Earlier this year, police, prosecution and probation inspectorates warned victims of disability hate crime were being let down and attacks not properly recorded - partly because it was not clearly defined in law.
It followed high-profile cases such as that of Fiona Pilkington who ended years of torment by killing herself and her disabled daughter.
Labour said it would extend aggravated offences in the Crime and Disorder Act 1998 to include where hostility is demonstrated towards people on the grounds of disability as well as making "stirring up hatred" against disabled people an offence.
Such crimes would be "properly recorded" on people's criminal records under the proposals and a review carried out into whether the Attorney General should have the power to challenge "unduly lenient" sentences in such cases.
"Like most families in this country, I know first-hand that disability can affect anyone," Mr Byrne will say.
"Therefore it affects us all.
"Someone is registered disabled every three minutes. Yet, today disabled people are threatened by a vicious combination of hate crime, Atos and the Bedroom Tax.
"Today we deny disabled people peace of mind, a job, a home and care. We need to change this."

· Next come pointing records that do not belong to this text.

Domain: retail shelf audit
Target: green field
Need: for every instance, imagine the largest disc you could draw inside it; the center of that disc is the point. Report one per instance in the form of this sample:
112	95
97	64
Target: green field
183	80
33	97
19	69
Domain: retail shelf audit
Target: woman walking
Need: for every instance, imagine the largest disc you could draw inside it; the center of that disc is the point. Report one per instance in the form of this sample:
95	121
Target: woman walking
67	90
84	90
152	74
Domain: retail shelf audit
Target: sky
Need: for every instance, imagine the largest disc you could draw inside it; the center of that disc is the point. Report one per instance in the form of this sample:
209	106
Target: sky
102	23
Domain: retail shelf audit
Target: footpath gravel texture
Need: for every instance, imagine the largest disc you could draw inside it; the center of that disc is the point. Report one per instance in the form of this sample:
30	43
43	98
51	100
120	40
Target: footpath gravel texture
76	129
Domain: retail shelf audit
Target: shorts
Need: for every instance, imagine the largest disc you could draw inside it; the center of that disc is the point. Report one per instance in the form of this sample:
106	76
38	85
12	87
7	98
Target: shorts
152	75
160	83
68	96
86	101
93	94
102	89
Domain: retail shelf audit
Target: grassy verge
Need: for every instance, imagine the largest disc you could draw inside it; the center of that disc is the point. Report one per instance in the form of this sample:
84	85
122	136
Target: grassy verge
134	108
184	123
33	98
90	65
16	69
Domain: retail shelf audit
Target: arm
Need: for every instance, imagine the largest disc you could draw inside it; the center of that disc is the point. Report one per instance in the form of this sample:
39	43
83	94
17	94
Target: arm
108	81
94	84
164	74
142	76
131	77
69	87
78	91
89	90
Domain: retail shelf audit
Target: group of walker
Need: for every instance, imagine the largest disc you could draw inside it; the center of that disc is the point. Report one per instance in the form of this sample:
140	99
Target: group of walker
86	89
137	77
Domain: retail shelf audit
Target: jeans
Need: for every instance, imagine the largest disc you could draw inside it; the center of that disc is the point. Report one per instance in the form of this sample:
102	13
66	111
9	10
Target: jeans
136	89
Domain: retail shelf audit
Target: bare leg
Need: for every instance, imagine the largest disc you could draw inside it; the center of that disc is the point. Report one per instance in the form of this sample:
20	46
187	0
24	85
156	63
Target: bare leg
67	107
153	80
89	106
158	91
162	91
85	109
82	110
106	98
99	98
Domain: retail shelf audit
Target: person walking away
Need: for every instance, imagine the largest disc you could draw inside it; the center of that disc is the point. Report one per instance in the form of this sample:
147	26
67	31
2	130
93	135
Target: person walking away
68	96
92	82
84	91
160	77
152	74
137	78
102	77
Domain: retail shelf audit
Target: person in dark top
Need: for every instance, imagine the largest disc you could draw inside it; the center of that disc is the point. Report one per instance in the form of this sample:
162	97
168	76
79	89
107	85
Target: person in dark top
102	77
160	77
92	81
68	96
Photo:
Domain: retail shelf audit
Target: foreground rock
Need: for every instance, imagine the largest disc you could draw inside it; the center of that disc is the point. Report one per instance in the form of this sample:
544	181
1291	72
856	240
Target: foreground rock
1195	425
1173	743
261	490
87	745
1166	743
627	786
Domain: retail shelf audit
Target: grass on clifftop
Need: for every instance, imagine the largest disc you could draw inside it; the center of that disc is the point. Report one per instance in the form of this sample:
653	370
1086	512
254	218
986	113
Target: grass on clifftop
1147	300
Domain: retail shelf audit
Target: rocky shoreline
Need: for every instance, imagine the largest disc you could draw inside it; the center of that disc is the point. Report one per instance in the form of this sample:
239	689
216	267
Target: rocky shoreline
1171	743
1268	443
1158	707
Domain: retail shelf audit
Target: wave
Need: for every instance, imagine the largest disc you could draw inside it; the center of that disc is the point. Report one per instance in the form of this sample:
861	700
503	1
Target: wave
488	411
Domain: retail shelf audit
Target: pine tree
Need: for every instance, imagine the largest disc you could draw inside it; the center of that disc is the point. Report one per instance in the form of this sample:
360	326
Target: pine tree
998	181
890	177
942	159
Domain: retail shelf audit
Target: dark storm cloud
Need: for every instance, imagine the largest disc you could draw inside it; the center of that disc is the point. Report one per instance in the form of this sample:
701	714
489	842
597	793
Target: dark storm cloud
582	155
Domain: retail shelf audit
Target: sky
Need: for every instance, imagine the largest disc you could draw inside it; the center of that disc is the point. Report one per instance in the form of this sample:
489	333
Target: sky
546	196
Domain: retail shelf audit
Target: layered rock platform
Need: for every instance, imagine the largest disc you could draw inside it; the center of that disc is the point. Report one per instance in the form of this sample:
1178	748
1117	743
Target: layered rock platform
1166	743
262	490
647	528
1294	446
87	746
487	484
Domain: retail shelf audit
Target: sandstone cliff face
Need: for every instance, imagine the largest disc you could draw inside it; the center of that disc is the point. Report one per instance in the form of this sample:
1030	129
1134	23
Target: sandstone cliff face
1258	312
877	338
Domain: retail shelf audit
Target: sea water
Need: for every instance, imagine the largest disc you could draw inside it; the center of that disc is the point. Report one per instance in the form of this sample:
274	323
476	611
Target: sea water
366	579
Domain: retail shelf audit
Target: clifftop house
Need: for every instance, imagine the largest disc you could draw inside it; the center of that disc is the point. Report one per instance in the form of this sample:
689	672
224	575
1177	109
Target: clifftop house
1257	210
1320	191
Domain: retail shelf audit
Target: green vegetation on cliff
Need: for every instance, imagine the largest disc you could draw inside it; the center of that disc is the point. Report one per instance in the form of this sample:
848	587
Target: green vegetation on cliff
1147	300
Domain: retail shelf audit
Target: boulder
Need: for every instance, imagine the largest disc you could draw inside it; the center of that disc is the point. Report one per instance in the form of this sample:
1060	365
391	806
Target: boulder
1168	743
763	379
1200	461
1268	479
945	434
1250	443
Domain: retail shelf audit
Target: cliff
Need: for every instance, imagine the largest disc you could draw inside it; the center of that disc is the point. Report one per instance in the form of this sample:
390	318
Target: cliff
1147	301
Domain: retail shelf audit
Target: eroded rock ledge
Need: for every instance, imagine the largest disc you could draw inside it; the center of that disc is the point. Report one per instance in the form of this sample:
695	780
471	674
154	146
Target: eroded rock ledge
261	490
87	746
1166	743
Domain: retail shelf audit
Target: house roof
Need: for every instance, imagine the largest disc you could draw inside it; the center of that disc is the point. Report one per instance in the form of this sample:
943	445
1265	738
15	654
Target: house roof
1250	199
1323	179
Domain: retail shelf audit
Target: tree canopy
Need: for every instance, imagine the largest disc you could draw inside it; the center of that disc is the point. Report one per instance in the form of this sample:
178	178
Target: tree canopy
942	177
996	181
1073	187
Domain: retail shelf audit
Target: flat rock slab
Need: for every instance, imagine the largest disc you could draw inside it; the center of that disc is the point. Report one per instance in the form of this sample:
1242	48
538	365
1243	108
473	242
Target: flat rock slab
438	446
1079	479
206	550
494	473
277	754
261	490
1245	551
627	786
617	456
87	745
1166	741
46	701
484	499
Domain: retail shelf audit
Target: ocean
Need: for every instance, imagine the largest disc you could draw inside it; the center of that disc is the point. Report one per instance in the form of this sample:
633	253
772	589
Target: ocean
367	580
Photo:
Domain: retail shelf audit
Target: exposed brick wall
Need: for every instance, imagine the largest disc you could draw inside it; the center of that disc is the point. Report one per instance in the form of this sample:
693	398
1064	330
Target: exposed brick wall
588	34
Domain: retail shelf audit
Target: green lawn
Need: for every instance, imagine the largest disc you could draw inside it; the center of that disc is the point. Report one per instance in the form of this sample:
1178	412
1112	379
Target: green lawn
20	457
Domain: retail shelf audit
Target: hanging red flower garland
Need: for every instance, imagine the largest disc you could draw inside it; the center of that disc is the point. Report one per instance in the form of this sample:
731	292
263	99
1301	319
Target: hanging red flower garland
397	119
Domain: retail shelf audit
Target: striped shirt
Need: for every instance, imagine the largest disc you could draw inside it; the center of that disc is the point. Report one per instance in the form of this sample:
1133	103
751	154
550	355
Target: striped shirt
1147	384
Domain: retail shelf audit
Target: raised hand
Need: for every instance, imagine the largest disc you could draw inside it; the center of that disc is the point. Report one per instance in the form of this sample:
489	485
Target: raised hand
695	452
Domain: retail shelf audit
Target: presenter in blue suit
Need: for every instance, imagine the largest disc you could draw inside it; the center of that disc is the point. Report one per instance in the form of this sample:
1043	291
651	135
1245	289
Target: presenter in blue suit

He will also say that he is working with Australian Labour MP Jenny Macklin on how a system her party introduced to integrate services could be used in the UK.
"We need a system that delivers the right help to the right people. So assessments have to stay.
"But let's take Andy Burnham's idea of whole person care and ask why not bring together health, social care and the back to work system into one comprehensive service.
"That's what Labour did in Australia. Let's see if we can do it here."
An Atos Healthcare spokesman said: "We have more than 13 years' experience in delivering welfare assessments and have worked closely with DWP under successive governments during that time.
"The WCA process in its entirety has been designed by government and all decisions about a claimant's benefit are taken by Decision Makers at DWP.
"We understand fully that the assessment process can cause huge anxiety and we do everything we can to treat people with sensitivity and compassion.
"Accusing a private provider of being responsible for the rise in successful appeals is a gross over simplification and ignores feedback from the Tribunal Service as well as a warning from the National Audit Office that there are dangers in that assumption.
"The number of decisions that are successfully appealed has risen in line with the number of assessments that are undertaken."
A spokeswoman for Work and Pensions Secretary Iain Duncan Smith said: "This Government is absolutely committed to supporting disabled people and we continue to spend around £50 billion a year on disabled people and their services.
"It was the previous government who introduced the WCA and we recognised it wasn't working as well as it should, which is why we have accepted all the recommendations from an independent expert we asked to carry out reviews.
"We also recently announced we will be bringing in additional providers to carry out the assessment, so the Labour Party are a bit behind the curve on this issue."